Action Mapping for Reinforcement Learning in Continuous Environments with Constraints
Mirco Theile, Lukas Dirnberger, Raphael Trumpp, Marco Caccamo, Alberto L. Sangiovanni-Vincentelli
TL;DR
The paper tackles sample efficiency and constraint handling in deep reinforcement learning for continuous action spaces. It introduces action mapping (AM), which learns a feasibility policy $\pi_f$ that maps latent $z$ to the state-dependent feasible-action set and composes it with an objective policy $\pi_o$ so that $\pi = \pi_f \circ \pi_o$, effectively turning a state-wise constrained MDP into an unconstrained MDP. AM instantiates with SAC and PPO (AM-SAC, AM-PPO) and is evaluated on a robotic arm pose task with perfect feasibility and a spline-based path planning task with approximate feasibility, outperforming action replacement, resampling, projection, and Lagrangian baselines in learning speed and constraint adherence.
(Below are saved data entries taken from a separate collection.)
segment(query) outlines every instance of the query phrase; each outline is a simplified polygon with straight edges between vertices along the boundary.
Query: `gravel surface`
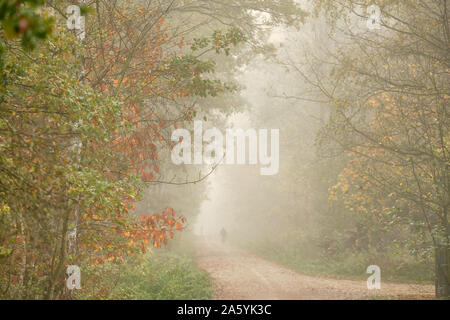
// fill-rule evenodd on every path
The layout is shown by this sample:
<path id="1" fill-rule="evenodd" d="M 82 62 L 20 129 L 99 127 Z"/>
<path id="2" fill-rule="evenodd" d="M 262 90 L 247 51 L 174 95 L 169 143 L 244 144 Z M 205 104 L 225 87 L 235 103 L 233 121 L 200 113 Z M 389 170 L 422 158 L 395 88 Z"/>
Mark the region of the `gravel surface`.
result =
<path id="1" fill-rule="evenodd" d="M 206 237 L 197 241 L 197 264 L 210 274 L 219 300 L 434 298 L 433 285 L 382 281 L 380 290 L 368 290 L 366 281 L 304 275 Z"/>

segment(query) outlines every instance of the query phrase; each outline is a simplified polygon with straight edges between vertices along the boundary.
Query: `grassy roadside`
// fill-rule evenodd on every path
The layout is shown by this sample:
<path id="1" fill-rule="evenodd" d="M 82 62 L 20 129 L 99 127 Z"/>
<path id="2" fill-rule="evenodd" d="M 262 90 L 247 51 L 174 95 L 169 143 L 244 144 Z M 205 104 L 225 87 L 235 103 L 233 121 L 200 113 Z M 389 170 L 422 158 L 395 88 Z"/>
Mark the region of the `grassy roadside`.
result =
<path id="1" fill-rule="evenodd" d="M 366 280 L 369 265 L 378 265 L 384 281 L 432 284 L 433 267 L 429 263 L 405 256 L 386 256 L 370 253 L 335 254 L 333 256 L 311 254 L 311 250 L 298 250 L 298 246 L 261 244 L 234 241 L 234 246 L 279 263 L 290 269 L 312 276 L 326 276 L 336 279 Z"/>
<path id="2" fill-rule="evenodd" d="M 95 266 L 89 276 L 82 277 L 82 287 L 75 299 L 213 299 L 208 274 L 195 264 L 194 236 L 187 232 L 178 233 L 167 247 L 148 250 L 138 260 Z"/>
<path id="3" fill-rule="evenodd" d="M 212 299 L 209 277 L 195 264 L 193 236 L 177 236 L 168 247 L 151 250 L 140 266 L 126 270 L 114 293 L 121 299 Z"/>

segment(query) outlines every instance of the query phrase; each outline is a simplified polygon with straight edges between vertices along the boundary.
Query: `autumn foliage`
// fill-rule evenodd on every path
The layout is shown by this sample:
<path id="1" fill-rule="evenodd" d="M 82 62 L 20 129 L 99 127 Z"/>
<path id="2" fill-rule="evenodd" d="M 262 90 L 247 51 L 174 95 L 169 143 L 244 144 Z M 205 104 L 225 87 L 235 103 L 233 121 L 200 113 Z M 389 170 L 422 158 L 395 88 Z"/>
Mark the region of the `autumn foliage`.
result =
<path id="1" fill-rule="evenodd" d="M 68 298 L 66 265 L 123 263 L 182 231 L 186 219 L 172 208 L 136 216 L 134 204 L 145 182 L 164 179 L 160 154 L 170 150 L 165 135 L 192 119 L 195 103 L 188 98 L 229 89 L 202 77 L 214 71 L 214 62 L 197 58 L 171 31 L 165 22 L 170 7 L 97 1 L 86 10 L 87 36 L 80 43 L 60 14 L 65 6 L 63 1 L 41 13 L 53 12 L 57 22 L 36 50 L 4 39 L 5 297 Z M 215 33 L 202 49 L 220 53 L 241 36 L 236 30 Z"/>

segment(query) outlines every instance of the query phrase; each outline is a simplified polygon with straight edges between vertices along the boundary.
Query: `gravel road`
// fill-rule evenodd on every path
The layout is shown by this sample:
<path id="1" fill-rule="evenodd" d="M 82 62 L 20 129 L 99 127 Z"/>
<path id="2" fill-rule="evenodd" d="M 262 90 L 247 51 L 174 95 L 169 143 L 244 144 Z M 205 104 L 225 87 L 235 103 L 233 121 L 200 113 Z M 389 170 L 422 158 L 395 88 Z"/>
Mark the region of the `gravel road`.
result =
<path id="1" fill-rule="evenodd" d="M 381 282 L 368 290 L 366 281 L 308 276 L 277 263 L 199 237 L 197 264 L 210 274 L 216 299 L 432 299 L 433 285 Z M 369 275 L 368 275 L 369 276 Z"/>

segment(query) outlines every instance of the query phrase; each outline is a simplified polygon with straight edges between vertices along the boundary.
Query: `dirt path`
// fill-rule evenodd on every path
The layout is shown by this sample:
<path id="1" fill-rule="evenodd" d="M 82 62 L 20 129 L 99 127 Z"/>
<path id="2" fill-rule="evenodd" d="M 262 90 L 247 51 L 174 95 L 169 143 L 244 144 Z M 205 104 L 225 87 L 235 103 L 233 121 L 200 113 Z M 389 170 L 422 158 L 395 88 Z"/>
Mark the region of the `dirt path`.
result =
<path id="1" fill-rule="evenodd" d="M 207 271 L 216 299 L 432 299 L 434 286 L 381 282 L 368 290 L 366 281 L 307 276 L 211 238 L 197 241 L 197 263 Z"/>

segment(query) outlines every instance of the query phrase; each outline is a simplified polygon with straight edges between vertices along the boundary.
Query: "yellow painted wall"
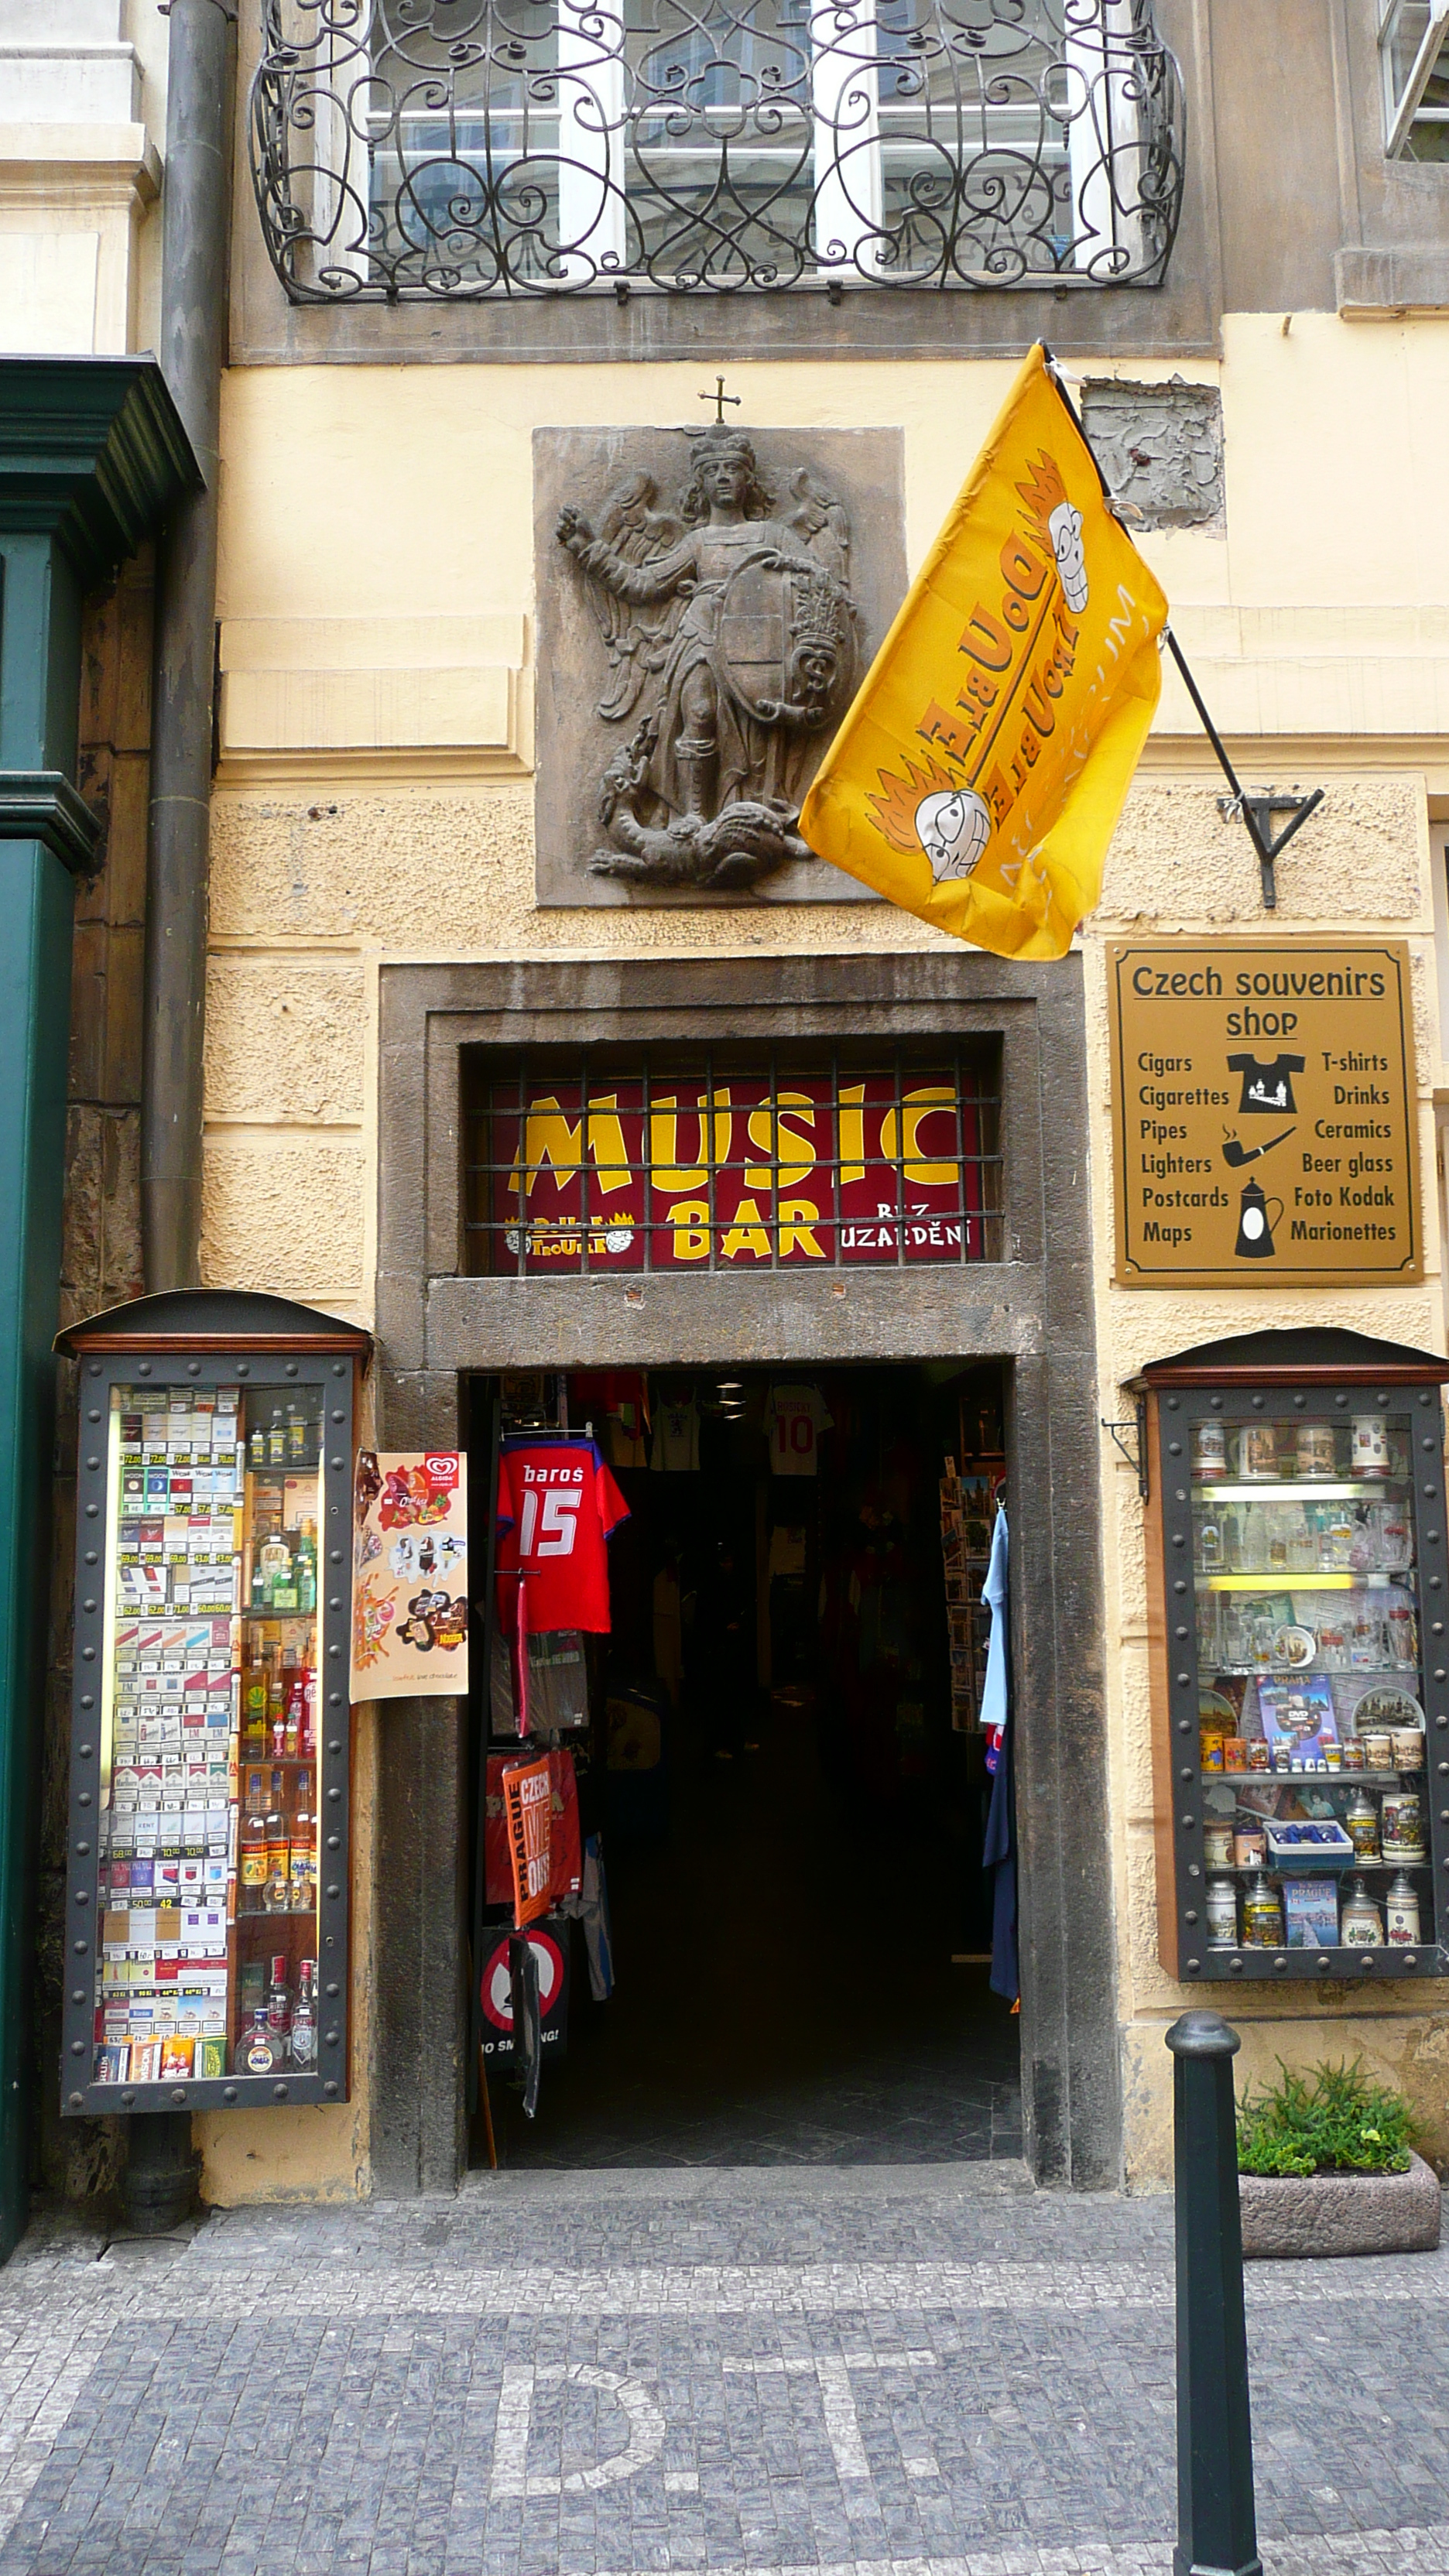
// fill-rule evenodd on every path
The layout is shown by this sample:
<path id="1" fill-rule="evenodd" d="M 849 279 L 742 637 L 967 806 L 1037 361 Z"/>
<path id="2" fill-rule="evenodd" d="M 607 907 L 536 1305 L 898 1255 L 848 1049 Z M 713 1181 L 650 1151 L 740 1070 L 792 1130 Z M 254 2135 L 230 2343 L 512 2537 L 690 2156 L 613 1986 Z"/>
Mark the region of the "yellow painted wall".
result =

The work demonstrates that imperfect feasibility models can provide valuable inductive bias and enable multi-modal action distributions via latent representations, with practical implications for constrained robotics and autonomous planning.
Abstract
Deep reinforcement learning (DRL) has had success across various domains, but applying it to environments with constraints remains challenging due to poor sample efficiency and slow convergence. Recent literature explored incorporating model knowledge to mitigate these problems, particularly through the use of models that assess the feasibility of proposed actions. However, integrating feasibility models efficiently into DRL pipelines in environments with continuous action spaces is non-trivial. We propose a novel DRL training strategy utilizing action mapping that leverages feasibility models to streamline the learning process. By decoupling the learning of feasible actions from policy optimization, action mapping allows DRL agents to focus on selecting the optimal action from a reduced feasible action set. We demonstrate through experiments that action mapping significantly improves training performance in constrained environments with continuous action spaces, especially with imperfect feasibility models.